BDO tax partner David Wilson said the GST changes represent the most significant alterations to the GST regime since its introduction in 2000 by the Howard Government. He added that he is generally supportive of the changes.

“It’s clear the ATO believes many businesses are deliberately or inadvertently avoiding their GST responsibilities,” he said. “While it is believed it is not a big problem at the top end of town, small to medium-size businesses will become the focus of a program designed to crack down on GST fraud. This will certainly worry a few of the less compliant businesses out there.”

He added that the Government also aims to collect an additional $1.74 billion over four years in non-GST taxation.
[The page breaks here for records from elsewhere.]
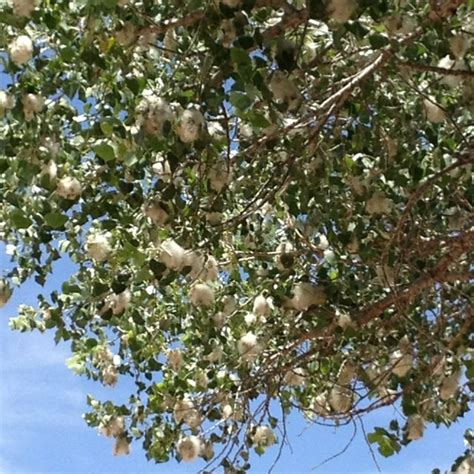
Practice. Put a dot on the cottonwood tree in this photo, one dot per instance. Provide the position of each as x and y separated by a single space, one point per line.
267 206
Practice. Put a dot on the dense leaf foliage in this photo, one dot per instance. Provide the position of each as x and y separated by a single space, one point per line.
267 204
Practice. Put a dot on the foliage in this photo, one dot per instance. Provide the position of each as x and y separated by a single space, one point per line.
268 206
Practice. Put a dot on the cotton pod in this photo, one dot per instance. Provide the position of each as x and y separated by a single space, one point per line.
378 203
201 294
21 50
98 245
219 175
189 448
295 377
6 102
32 104
5 293
262 305
434 113
284 258
451 64
153 113
23 7
263 436
449 386
401 363
114 428
190 125
459 44
415 427
172 255
69 188
175 359
157 213
306 295
121 446
248 346
341 10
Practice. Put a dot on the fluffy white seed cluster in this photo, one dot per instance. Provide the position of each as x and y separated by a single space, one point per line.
190 125
341 10
452 64
284 90
23 7
263 436
175 359
189 448
118 303
202 267
98 245
6 102
184 412
306 295
172 255
415 427
5 293
248 346
21 50
434 113
219 175
32 104
121 446
378 204
295 377
69 188
201 294
153 112
282 259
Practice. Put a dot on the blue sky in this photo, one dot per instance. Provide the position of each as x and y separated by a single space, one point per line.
41 429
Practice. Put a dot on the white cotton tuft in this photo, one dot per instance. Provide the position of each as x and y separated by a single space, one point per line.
32 104
114 428
341 10
175 359
21 50
189 448
98 245
5 293
262 305
156 213
171 254
69 188
191 123
263 437
449 386
23 7
306 295
452 64
284 259
434 113
401 363
201 295
153 113
248 346
121 447
378 204
459 45
415 427
6 102
340 399
219 175
295 377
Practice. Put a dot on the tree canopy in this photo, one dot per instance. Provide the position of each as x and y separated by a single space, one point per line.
267 206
Wilson said the significant changes include:

  • Revamping the cross-border transactions rules by implementing the recommendations of the Board of Taxation Review, which among other things no longer requires all non-residents to register for Australian GST;
  • Restructuring the margin scheme provisions to clarify and simplify the rules and ensure greater certainty for taxpayers on issues surrounding the use of valuations when selling properties that are part of a business;
  • Increasing the threshold above which businesses need to interact with the financial supply provisions from $50,000 to $150,000 of input tax credits;
  • Protecting the GST base by reducing opportunities for businesses to inappropriately take advantage of the reduced input tax credit concessions by bundling services; and
  • Allowing small businesses accounting for GST on a cash basis to claim input tax credits up front in relation to hire purchase arrangements.